Our Opinion: Boston politics beats alternative
After swearing in the new Legislature Wednesday, the governor pointed out to the State House News Service that the Republican Party gained a seat in November's elections and did not lose a seat in a presidential election year for the first time since 1984 (Eagle, January 5.) The governor had to stretch to produce that positive spin, but with Democrats enjoying a 125 to 35 advantage in the House and controlling the Senate 34 to six, that is realistically the best he could do.
Republican chief executives William Weld, Paul Cellucci, Jane Swift and Mitt Romney preceded Democrat Deval Patrick, who after two terms, was succeeded by Mr. Baker. Voters appear to like their individual Democratic legislators better than Democrats as a whole, and routinely elect Republican governors to provide a check and balance. By the same token, Democrats' overwhelming numbers on Beacon Hill enable them to veto any gubernatorial initiative, serving as yet another check.
But even during the Patrick era, Democrats didn't run roughshod as a one-party government might have been expected to do. The liberal Governor Patrick battled regularly with the conservative House, which appears to have a better relationship with Governor Baker than it did with his predecessor.
Like his Republican predecessors, Governor Baker has a tough task in building his party in the state because of the unpopularity of Washington Republicans. Massachusetts' entire congressional delegation is Democratic and Democratic presidential candidate Hillary Clinton took the state.
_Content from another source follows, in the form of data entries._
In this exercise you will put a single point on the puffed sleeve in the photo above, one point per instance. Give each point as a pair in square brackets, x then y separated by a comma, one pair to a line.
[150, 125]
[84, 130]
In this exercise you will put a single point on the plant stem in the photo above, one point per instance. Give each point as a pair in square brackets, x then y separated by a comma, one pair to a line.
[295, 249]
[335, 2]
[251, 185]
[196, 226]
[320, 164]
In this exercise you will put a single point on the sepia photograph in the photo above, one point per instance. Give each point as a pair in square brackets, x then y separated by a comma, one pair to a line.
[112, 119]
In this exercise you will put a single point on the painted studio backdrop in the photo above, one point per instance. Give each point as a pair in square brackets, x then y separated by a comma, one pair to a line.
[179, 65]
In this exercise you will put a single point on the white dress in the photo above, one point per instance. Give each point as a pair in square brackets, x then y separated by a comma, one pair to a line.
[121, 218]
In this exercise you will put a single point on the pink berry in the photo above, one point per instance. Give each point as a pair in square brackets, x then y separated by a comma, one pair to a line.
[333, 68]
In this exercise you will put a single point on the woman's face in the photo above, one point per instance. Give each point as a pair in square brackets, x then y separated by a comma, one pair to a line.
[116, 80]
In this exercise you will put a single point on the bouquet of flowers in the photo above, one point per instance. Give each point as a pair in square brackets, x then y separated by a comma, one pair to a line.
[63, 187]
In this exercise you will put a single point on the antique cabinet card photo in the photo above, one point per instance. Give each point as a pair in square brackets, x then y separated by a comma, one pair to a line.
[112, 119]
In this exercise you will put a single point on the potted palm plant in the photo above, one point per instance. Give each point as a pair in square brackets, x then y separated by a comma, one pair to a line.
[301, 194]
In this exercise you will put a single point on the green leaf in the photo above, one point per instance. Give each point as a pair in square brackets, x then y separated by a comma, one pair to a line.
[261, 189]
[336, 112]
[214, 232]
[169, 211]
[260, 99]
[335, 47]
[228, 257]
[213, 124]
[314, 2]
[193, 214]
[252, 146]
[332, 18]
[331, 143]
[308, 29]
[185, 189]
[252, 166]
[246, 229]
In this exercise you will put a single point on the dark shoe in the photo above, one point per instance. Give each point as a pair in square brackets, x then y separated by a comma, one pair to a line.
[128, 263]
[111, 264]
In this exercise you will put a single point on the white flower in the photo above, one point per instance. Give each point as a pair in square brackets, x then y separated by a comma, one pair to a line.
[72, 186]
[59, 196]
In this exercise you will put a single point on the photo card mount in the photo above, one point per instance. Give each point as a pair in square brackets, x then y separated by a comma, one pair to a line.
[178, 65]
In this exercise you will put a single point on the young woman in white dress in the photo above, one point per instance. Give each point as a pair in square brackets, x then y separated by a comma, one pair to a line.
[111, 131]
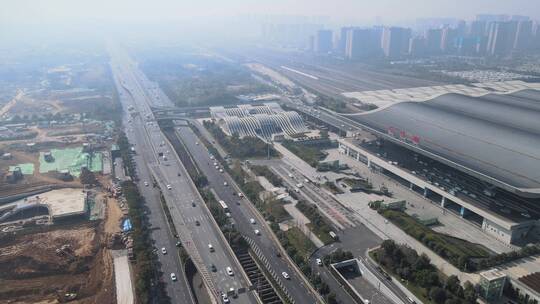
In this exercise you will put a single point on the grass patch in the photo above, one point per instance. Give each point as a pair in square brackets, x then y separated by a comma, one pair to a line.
[296, 239]
[308, 153]
[420, 276]
[331, 186]
[457, 251]
[268, 174]
[318, 225]
[275, 209]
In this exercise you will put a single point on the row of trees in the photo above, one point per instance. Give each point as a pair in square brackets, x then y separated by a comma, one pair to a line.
[415, 269]
[145, 276]
[268, 174]
[507, 257]
[252, 189]
[126, 154]
[320, 227]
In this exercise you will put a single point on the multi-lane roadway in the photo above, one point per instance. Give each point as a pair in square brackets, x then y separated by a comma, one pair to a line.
[242, 212]
[190, 216]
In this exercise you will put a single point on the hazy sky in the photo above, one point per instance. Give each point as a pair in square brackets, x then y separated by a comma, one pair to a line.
[30, 20]
[36, 11]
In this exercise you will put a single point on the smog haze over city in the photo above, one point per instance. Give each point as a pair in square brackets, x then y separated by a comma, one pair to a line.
[329, 152]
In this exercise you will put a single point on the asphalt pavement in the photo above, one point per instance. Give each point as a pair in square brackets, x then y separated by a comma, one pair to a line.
[242, 213]
[138, 94]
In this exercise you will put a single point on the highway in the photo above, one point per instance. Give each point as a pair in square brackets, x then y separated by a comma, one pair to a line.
[242, 211]
[195, 227]
[329, 76]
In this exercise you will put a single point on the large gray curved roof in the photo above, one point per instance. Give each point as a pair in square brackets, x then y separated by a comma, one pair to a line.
[497, 136]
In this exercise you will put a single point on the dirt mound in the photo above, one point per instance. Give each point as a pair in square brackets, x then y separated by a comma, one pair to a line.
[40, 267]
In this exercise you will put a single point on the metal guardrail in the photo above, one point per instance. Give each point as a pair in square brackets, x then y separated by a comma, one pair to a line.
[255, 248]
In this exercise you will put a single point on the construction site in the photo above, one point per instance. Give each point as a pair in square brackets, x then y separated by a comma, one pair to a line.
[62, 218]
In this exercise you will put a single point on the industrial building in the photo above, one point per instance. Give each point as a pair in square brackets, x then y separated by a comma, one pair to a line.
[264, 121]
[478, 156]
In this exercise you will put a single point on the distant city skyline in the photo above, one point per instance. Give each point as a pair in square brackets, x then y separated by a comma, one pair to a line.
[386, 11]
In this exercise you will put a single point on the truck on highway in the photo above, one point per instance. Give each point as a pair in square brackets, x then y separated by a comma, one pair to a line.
[223, 206]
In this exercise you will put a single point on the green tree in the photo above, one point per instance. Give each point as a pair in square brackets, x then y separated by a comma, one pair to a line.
[438, 295]
[469, 293]
[87, 177]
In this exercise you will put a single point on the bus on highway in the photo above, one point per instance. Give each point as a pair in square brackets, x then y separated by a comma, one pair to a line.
[224, 206]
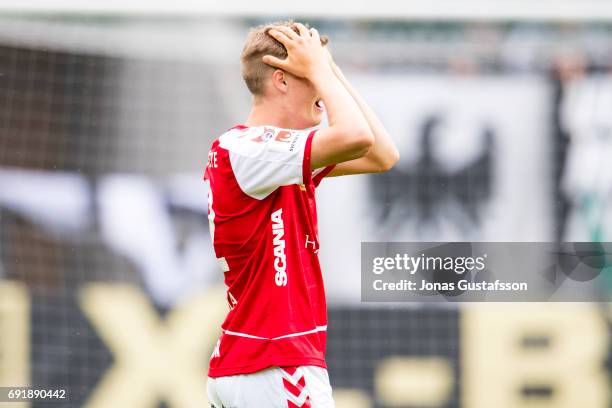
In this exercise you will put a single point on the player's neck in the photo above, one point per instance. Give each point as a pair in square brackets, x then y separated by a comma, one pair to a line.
[270, 113]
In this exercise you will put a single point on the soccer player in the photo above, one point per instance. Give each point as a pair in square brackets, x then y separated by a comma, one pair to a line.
[263, 219]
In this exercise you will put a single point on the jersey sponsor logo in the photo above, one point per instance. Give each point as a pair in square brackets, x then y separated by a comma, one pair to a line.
[283, 136]
[280, 259]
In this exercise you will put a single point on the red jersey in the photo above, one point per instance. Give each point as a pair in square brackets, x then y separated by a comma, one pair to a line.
[263, 224]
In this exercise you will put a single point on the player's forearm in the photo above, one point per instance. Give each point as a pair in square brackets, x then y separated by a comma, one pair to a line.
[343, 112]
[383, 151]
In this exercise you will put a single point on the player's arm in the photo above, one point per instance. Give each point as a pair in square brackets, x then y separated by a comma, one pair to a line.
[383, 155]
[348, 136]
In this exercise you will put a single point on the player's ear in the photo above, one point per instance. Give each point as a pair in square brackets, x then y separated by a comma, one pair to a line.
[279, 80]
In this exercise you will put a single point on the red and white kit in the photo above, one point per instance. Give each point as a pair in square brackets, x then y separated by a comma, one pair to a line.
[263, 222]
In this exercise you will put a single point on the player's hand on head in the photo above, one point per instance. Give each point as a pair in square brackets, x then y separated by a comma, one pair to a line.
[305, 55]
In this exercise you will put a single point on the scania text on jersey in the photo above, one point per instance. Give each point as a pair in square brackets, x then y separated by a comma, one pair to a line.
[280, 259]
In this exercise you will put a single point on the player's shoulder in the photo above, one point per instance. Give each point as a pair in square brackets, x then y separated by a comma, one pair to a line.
[250, 141]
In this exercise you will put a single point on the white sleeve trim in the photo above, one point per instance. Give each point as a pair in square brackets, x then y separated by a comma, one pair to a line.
[265, 158]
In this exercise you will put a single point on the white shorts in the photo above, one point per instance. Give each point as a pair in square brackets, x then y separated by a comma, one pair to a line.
[275, 387]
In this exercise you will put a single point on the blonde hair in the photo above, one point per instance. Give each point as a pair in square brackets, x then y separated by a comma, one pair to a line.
[258, 44]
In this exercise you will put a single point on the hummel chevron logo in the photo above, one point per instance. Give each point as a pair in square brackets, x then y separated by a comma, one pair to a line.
[295, 387]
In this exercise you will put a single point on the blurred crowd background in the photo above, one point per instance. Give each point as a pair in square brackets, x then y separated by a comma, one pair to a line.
[108, 283]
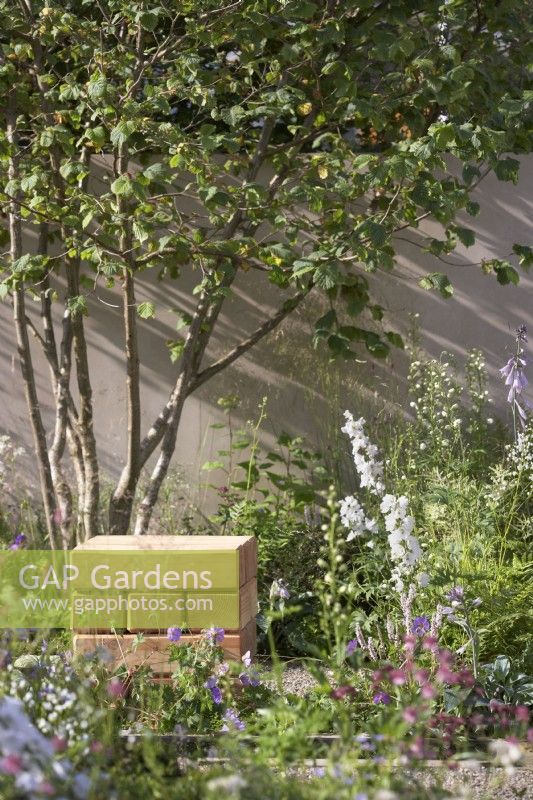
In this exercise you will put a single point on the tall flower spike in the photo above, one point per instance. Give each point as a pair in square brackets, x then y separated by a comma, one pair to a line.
[515, 378]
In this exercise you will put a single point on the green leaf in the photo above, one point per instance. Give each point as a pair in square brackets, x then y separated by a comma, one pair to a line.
[98, 136]
[375, 345]
[210, 465]
[139, 231]
[525, 255]
[77, 306]
[373, 231]
[122, 132]
[505, 274]
[443, 134]
[438, 281]
[149, 19]
[155, 171]
[326, 276]
[122, 186]
[465, 235]
[507, 169]
[97, 86]
[395, 339]
[325, 323]
[146, 310]
[29, 182]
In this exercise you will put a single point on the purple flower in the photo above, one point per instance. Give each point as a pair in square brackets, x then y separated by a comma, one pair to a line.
[174, 634]
[351, 647]
[318, 772]
[215, 635]
[514, 374]
[420, 626]
[255, 679]
[216, 695]
[232, 721]
[456, 595]
[279, 591]
[18, 542]
[381, 698]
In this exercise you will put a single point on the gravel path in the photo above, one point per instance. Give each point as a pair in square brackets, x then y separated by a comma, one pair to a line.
[482, 783]
[469, 782]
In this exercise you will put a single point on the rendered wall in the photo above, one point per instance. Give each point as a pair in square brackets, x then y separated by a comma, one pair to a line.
[306, 394]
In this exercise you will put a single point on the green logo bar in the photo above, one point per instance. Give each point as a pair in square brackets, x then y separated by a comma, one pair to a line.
[96, 590]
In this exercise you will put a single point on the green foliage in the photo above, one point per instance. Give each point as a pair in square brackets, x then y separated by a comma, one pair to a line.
[200, 97]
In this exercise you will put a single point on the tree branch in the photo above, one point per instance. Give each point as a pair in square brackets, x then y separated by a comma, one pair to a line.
[260, 332]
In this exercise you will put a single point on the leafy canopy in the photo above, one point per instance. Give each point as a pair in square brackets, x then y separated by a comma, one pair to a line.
[294, 138]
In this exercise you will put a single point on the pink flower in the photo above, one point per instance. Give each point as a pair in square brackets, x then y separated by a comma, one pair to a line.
[465, 677]
[341, 692]
[397, 677]
[410, 714]
[46, 788]
[11, 764]
[115, 688]
[422, 676]
[59, 743]
[521, 713]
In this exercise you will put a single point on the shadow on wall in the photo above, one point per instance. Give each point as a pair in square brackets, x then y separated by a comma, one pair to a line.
[306, 393]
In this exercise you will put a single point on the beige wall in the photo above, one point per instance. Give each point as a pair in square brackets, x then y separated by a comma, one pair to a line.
[306, 395]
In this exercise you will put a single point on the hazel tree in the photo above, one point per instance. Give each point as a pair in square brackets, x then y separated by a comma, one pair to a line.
[290, 138]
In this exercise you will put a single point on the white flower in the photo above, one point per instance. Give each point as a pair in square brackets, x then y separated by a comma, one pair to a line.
[233, 57]
[227, 784]
[423, 580]
[506, 754]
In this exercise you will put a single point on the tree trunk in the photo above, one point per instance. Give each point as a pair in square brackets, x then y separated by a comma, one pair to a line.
[23, 346]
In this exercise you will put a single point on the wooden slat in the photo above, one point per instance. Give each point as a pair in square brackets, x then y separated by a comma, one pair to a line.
[248, 638]
[152, 652]
[248, 602]
[248, 559]
[165, 543]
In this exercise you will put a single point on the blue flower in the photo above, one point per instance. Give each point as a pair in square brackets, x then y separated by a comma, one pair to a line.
[232, 721]
[421, 625]
[174, 634]
[216, 694]
[351, 647]
[18, 542]
[214, 635]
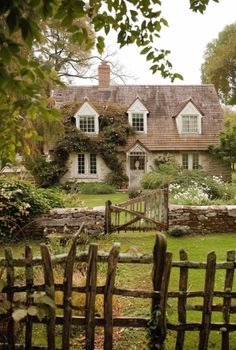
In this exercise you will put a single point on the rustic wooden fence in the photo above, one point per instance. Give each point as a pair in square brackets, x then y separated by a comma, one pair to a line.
[159, 294]
[147, 212]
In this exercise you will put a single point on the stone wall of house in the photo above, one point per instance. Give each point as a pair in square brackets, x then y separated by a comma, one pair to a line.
[72, 173]
[204, 219]
[68, 221]
[208, 163]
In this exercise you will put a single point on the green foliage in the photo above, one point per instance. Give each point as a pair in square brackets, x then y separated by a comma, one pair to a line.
[196, 188]
[45, 173]
[133, 193]
[20, 202]
[25, 78]
[200, 5]
[114, 131]
[226, 150]
[178, 231]
[166, 172]
[188, 187]
[96, 188]
[116, 179]
[219, 67]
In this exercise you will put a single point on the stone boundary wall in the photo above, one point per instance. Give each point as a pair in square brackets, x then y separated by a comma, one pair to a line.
[204, 219]
[68, 221]
[196, 219]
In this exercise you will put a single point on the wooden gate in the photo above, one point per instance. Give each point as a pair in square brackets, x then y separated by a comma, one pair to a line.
[147, 212]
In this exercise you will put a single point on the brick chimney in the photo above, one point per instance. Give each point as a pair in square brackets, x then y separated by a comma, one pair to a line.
[104, 75]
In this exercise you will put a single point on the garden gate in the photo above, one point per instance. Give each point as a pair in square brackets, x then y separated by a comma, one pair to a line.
[64, 322]
[143, 213]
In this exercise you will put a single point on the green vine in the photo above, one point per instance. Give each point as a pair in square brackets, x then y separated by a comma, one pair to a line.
[113, 133]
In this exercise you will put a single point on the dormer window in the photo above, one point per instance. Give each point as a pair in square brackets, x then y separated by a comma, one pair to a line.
[137, 115]
[189, 123]
[87, 123]
[189, 119]
[87, 119]
[138, 121]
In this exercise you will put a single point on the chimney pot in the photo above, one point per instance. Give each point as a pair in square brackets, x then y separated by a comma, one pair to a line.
[104, 75]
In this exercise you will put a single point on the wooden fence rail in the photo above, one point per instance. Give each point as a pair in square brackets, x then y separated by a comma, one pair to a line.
[66, 314]
[147, 212]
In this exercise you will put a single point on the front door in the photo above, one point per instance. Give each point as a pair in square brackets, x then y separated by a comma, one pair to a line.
[137, 168]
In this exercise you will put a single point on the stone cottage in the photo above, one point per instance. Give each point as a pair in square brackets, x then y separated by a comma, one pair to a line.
[180, 121]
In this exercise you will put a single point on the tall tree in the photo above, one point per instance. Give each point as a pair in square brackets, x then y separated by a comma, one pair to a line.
[219, 67]
[23, 78]
[226, 150]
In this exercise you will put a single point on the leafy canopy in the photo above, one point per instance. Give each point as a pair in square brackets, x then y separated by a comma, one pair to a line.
[219, 67]
[24, 79]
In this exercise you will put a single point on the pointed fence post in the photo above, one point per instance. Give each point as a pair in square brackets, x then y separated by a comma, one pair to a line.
[50, 292]
[10, 297]
[166, 204]
[108, 217]
[67, 287]
[160, 279]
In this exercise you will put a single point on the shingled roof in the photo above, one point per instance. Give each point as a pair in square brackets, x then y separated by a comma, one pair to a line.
[164, 103]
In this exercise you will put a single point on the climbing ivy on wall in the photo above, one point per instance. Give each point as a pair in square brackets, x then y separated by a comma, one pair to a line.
[113, 133]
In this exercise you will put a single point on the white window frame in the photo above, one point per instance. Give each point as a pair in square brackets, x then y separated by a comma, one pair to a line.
[138, 108]
[191, 165]
[87, 165]
[189, 111]
[139, 116]
[86, 110]
[192, 121]
[87, 118]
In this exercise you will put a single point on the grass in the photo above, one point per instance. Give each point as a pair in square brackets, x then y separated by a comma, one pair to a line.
[91, 200]
[139, 276]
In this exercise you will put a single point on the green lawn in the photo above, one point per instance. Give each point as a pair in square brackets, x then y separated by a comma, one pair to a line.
[94, 200]
[139, 276]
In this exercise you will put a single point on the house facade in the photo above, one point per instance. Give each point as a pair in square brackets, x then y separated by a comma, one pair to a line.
[174, 121]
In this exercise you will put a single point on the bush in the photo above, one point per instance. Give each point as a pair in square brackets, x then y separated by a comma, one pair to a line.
[134, 192]
[20, 202]
[96, 188]
[178, 231]
[116, 179]
[153, 180]
[45, 173]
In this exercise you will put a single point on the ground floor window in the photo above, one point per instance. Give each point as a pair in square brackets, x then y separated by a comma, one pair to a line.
[87, 164]
[137, 159]
[190, 161]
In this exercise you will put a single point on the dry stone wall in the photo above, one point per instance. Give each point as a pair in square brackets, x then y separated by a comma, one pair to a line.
[204, 219]
[197, 220]
[68, 221]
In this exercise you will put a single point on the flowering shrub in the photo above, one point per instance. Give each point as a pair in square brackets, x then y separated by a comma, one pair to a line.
[191, 195]
[203, 192]
[20, 201]
[189, 187]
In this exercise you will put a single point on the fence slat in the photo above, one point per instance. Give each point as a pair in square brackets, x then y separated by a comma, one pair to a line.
[229, 278]
[29, 278]
[67, 288]
[91, 283]
[108, 217]
[208, 298]
[163, 300]
[183, 285]
[50, 292]
[108, 295]
[159, 253]
[10, 297]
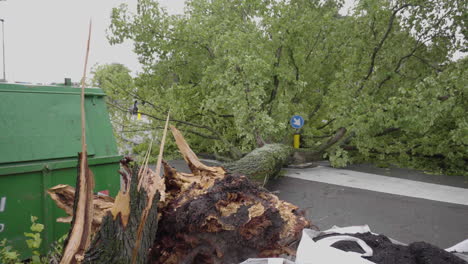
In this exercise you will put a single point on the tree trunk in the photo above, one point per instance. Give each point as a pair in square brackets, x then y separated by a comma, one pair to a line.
[215, 216]
[211, 215]
[115, 242]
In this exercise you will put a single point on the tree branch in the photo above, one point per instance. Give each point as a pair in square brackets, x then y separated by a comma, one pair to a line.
[380, 44]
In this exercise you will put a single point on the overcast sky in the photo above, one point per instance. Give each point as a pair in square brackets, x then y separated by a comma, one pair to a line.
[45, 41]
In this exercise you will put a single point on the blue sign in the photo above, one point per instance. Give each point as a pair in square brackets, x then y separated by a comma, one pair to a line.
[297, 121]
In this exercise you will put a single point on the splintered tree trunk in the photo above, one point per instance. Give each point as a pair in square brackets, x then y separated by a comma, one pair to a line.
[262, 163]
[116, 239]
[214, 216]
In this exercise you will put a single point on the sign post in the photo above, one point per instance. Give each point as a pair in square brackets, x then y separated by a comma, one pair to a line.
[297, 122]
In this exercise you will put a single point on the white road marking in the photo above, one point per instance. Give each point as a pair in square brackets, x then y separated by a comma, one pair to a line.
[384, 184]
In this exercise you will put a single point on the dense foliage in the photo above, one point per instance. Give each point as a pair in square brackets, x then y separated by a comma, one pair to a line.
[233, 72]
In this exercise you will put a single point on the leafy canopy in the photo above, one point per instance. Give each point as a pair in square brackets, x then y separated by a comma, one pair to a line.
[233, 72]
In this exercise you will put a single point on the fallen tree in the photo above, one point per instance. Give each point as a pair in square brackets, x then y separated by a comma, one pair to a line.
[212, 215]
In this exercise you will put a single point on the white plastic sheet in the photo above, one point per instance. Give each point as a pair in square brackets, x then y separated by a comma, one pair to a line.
[321, 252]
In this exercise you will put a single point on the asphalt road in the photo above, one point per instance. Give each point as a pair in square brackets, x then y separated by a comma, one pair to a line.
[402, 217]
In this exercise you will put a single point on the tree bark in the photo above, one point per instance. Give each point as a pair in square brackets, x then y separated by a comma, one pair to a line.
[115, 242]
[212, 215]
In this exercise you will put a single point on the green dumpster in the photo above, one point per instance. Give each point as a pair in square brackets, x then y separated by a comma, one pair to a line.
[40, 136]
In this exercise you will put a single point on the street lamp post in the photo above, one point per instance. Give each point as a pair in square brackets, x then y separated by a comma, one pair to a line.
[3, 38]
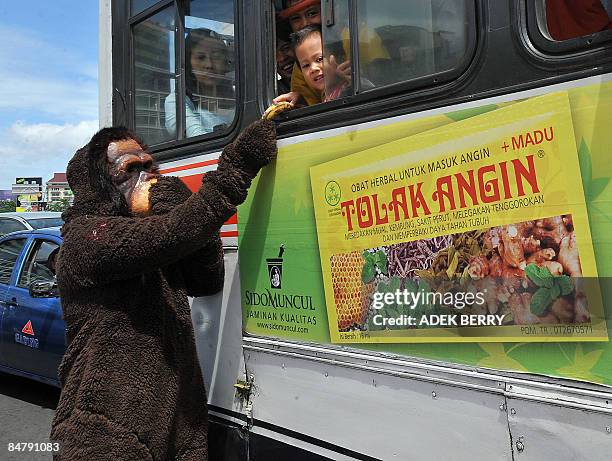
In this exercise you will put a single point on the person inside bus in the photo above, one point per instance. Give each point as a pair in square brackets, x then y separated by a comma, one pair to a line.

Secretary of State Clinton overwhelming won the Berkshires, and only one Republican, Christine Canning, who ran for state Senate, emerged as a candidate in the five Berkshire or partially Berkshire legislative races.
The Republican governor-Democratic Legislature relationship obviously has its ups and downs, but it generally ends up working because, as Governor Baker often says, he and Democratic lawmakers can "disagree without being disagreeable." This skill is all but lost in Washington, where Congress is routinely paralyzed by spiteful partisan ugliness that goes far beyond issues to the personal and ideological. In Boston, the sausage factory process isn't attractive but the state's business gets done eventually and largely without Washington-style rancor.
Officials from neither party can be entirely happy with the Boston status quo and will try to shake it up in 2018, but with the U.S. Congress back in session we are reminded that Beacon Hill could be so much worse, and are grateful it isn't.